My name. My name? God, it hurt to think. I shook my head, the idea of having to formulate one single word was too much to bear. I saw a flash of metal to my right and tried to turn my head. They were cutting something; the sound of the metal blades hitting each other tore through my mind. Maddy’s side of the car was dented in, dirt and leaves ground into the thousands of spiderweb cracks that laced the window.
I shivered as the frigid night air hit me. The passenger-side door was gone, two gloved hands tossing it aside in a hasty effort to get inside … to get to Maddy. Her body was slumped forward, resting at an odd angle against the dashboard. Hurried words, none of which I understood, echoed through the car as they gently eased her back against the seat, her head lolling to one side. Somebody reached for her neck and then her wrist before shaking his head and backing out of the car. If I had the strength to speak, I would’ve yelled at them to leave her be, to let her stay in the safe confines of the car, not to move her into the dark, wet night.
Maddy? I whispered in my mind. Her eyes were open and she was staring at me. Why didn’t she blink? Why didn’t she move?
She didn’t fight, didn’t cry out in pain when they pulled her out of her seat. She lay there boneless in their arms, a spot of wetness rolling off her cheek. I followed the drop of water to the floor and saw one of my shoes lying on the dirty floor mat by my phone. Where was the other?
“Stay with me,” the man said. “Can you tell me your name?”
I didn’t care about my name. I wanted to know where they were taking Maddy and why she looked so quiet and cold. I heard the man talking to me, demanding that I answer him. I blocked him out, focusing my energy on calling my sister back.

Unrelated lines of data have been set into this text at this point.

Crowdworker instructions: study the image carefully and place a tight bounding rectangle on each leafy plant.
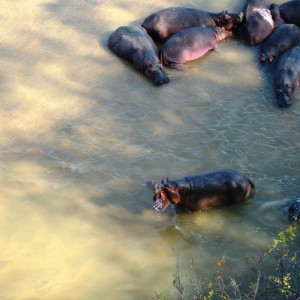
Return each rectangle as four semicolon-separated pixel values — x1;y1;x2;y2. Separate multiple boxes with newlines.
157;226;300;300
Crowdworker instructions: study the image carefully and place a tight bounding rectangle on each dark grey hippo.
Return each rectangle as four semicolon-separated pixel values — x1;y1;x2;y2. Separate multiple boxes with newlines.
108;26;169;85
142;7;243;41
274;44;300;107
288;198;300;223
270;3;285;27
279;0;300;26
161;26;232;70
260;4;300;64
236;0;274;46
149;170;255;211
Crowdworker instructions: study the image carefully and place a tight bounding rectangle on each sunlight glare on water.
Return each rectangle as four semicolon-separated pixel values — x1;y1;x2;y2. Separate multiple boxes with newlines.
0;0;300;300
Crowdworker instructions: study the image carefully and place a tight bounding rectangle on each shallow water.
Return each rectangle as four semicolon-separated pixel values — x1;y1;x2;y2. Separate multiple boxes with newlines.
0;0;300;299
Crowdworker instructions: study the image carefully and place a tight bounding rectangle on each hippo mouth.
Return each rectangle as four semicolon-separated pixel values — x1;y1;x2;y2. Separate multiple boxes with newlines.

“Maddy,” I whispered, hoping she’d hear me. Hoping she’d acknowledge me, say something, anything.
“There you go. Good. Now, do you know where you are?”
I tried to shake my head, but it hurt to move. “No,” I managed to whisper.
“That’s okay,” he said. “We’re going to move you now. You’re going to be fine.”
“Maddy,” I repeated as his hands reached out for me. I didn’t fight it this time. I didn’t struggle to stay there despite his demands. I simply let go.
6
It hurt. It hurt to move. It hurt to think. It hurt to feel, but I did it anyway. I struggled for a sense of place, of time, but there were no familiar voices, only noise. Constant machinelike thrumming.
I was no longer cold. In fact, I was hot. Sweltering hot. Through my confusion, I could hear a beeping. I homed in on that rhythmic sound until I could count in time with the beats.
With each beep came a recollection, a flash so jumbled and terrifying that I screamed inside my head, begging to be set free. The rain, the spinning of the tires, and the smell … the caustic, burning smell of gas. The hail coating the road, blurring the lane lines. Me jerking the wheel. The screech of brakes. The tree and the sound of our panicked cries as the branch shattered the windshield.
I could still hear the music playing on the radio, the annoying jingle for the local car wash circling in my brain like a rusted-out hamster wheel. I wanted it to stop, wanted to claw out my ears, my burning throat, and my hiccuping mind with a spoon.
I tried to call for help, but no sound came out. My hands grasped at the empty air as I tried to pull myself from the memories, from the smell of blood and burned rubber and the sharp sting of glass shards embedded in my skin. I could feel my arms and legs. They were tight, as if someone had tied a rope around them and pulled, to be cruel.
Something snapped, my body and mind realigning themselves in one horrifying jolt. I found my voice and cried out, stuck in an imaginary world so vivid, so toxic, that I would have sworn it was real.
“Hey, calm down. You’re alive. You’re safe.”
Oh thank God. I knew that voice. It was distantly familiar.